The government is finally open these days, but the question everyone is asking now is “for how long?”

When I think about another potential shutdown, I am reminded of the many lives affected—those hundreds of thousands of souls whose jobs would again be furloughed and, also, the many more others who rely on the important work done by these individuals.

Not long ago, it would have been nearly impossible to predict the broad effects of a shutdown, but today, with the help of Geographic Information Systems or GIS, we can pointedly identify—even down to a person—who will be impacted.

GIS is a sub-field of geography, or to be precise, an interdisciplinary field between geography and computer science, which can be used to untangle any problem that has a spatial aspect. Using it, we could, for example, map out how many Foodshare recipients live at the state and county level, and even which neighborhoods they live. This would assist local governments and non-profits in targeting those in need of food assistance during a shutdown.

A couple years into my teaching career at Carthage, I started and since then have been incorporating increasingly more service learning projects in my GIS classes.

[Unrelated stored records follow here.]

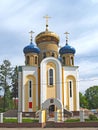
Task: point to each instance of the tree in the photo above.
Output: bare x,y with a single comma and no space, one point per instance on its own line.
5,78
83,101
14,91
91,95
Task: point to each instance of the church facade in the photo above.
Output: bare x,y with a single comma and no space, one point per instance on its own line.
49,76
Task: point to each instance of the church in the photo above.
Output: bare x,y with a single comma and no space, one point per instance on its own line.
49,78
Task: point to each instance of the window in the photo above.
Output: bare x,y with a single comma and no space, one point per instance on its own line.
72,61
63,60
50,77
44,55
28,59
53,54
30,88
35,59
70,87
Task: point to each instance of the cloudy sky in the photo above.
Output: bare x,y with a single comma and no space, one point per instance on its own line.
78,17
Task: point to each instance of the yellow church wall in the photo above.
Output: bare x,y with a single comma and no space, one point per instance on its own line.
62,86
74,92
48,46
39,89
67,95
51,90
27,79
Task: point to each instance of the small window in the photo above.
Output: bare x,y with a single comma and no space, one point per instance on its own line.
53,54
28,59
30,88
72,61
44,55
63,60
70,87
35,59
51,76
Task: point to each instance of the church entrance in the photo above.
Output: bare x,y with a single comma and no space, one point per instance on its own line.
53,108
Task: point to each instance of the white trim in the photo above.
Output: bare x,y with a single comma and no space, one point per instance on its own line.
53,76
70,98
29,89
19,91
43,80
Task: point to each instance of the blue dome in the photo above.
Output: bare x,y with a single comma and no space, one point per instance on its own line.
67,49
31,49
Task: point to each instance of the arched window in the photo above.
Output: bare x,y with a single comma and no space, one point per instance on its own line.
44,55
53,54
28,59
30,88
72,61
63,60
70,88
51,76
35,59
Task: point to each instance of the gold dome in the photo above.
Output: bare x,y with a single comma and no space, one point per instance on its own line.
47,36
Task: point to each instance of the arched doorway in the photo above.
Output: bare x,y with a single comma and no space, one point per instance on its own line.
51,110
52,105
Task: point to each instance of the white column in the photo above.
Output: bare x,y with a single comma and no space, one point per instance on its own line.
81,116
1,117
19,117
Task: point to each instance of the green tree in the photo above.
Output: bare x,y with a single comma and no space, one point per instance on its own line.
5,79
91,95
83,101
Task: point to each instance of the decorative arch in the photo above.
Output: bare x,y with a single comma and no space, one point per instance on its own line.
52,101
71,92
30,95
43,80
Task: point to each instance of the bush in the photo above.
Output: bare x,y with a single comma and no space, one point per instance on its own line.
92,117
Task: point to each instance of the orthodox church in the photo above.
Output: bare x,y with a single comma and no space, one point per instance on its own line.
48,80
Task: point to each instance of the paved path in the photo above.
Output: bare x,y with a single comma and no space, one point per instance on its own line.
49,128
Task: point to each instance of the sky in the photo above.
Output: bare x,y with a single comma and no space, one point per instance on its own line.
78,17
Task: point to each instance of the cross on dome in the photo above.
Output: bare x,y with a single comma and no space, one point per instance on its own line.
46,17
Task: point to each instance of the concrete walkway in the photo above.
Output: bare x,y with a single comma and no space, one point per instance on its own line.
49,128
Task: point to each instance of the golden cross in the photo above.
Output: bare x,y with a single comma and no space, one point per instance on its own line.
66,37
46,17
31,32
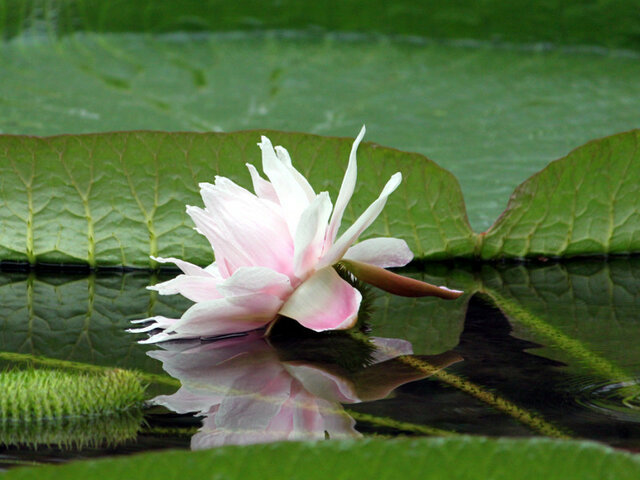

The idea is to give students direct experience with skills they are studying in the curriculum and with ongoing efforts to analyze and solve problems in the community.

A key element in these projects is the opportunity students have to both apply what they are learning in real-world settings and reflect in a classroom setting on their service experiences.

During this process, it is important to help them think bigger than themselves, in the liberal arts tradition, and appreciate the challenging and exciting moments of solving a real-world problem.

In the last year alone, using GIS, my classes have mapped out the “food desert” in Kenosha and recommended high-priority areas for new grocery stores; worked with the Kenosha County Health Department to map locations of safe and unsafe wells from field testing data and run spatial correlations with elevation and soil types; partnered with the United Way Kenosha County to map potential businesses and retiree volunteers for a third-grade reading program for four area schools; and worked with United Way Racine County, to solve walking “school bus” routes for adult volunteers to pick up students on their way to Knapp Elementary School in Racine.

Working with GIS in the classroom is not only good for the community; it’s good for Carthage—which is committed to continued collaboration with community partners—and for our students who receive a pragmatic, progressive learning experience while meeting societal needs.

Other complex current events in the news that could be analyzed and better understood using GIS include gerrymandering (redrawing congressional districts to favor one party over another), international immigration, voting at varying levels of geography, spatial-temporal dimensions of climate change, areas to be impacted as a result of US-China trade deal, and even the countries of birth/citizenship and primary training for top Australia Open tennis players.

As I put the finishing touches on my GIS courses for the spring semester, I happily anticipate continued partnerships with the people and organizations of Kenosha and Racine counties to build a stronger community, together.

Wenjie Sun is an associate professor of geospatial science, computer science and Asian studies at Carthage College.